Монитор скрывал почти все лицо Уоррена, но Лорел увидела, что муж кивнул.
– Именно это я и делаю, Дэнни. Уравниваю чаши весов.
– Каким образом?
– Вы думаете, я позволю, чтобы она растила моего сына и дочь? Воспитание детей – священная обязанность. Я не могу доверять этой женщине.
Лорел почувствовала, что сквозь потрясение пробиваются страх и стыд.
– У вас есть другие варианты?
– Сейчас-то я их и обдумываю.
– Может, поделитесь со мной?
Снова долгое молчание перед ответом.
– Вам не понять. Ведь вы смотрите на вещи по старинке.
Лорел никогда ни слышала такого безнадежного голоса. Весь последний год Уоррен изо дня в день притворялся перед ней и детьми, изображал здорового человека.
– Возможно, дружище, я вас удивлю, – возразил Дэнни. – Хотите поговорить о случайности? Я видел парней моложе двадцати лет, которые умирали ни за что, от пуль или под минометным обстрелом, порой – по вине своих. Я слышал, как солдаты кричали в брюхе вертолета, и не было никакой надежды, что мы доберемся до полевого госпиталя, пока они живы. Они взывали не к Господу, док. И не к отцу. Они звали маму. Потому что знали: никто на свете не любит их сильнее, чем мама. Даже Бог, если только он есть.
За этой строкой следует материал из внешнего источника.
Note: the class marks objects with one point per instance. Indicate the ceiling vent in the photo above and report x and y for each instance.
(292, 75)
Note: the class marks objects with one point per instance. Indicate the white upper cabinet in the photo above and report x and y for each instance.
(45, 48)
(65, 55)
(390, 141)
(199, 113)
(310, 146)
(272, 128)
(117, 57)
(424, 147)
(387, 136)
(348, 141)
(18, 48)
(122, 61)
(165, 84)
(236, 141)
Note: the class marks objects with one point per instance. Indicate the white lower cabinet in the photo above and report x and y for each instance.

Слышите, Уоррен? Не важно, как крепко вы любите Гранта и Бет: когда придет беда, они будут звать маму. А беда уже здесь, правда? Их папа умирает. Неужели вы хотите оставить ребятишек на чужих людей, а не на мать? Мне все равно, что вы злитесь. Мне безразлично, чем она провинилась перед вами. Вашим детям тоже будет на это плевать. Знаю, мои слова вам не по вкусу, но любовь – жестокая штука. По сравнению с ней поле боя кажется мирным уголком.
– Я слышу, – тихо вымолвил Уоррен. – Но не могу принять. Трудно объяснить почему.
– Попытайтесь. Мы никуда не торопимся.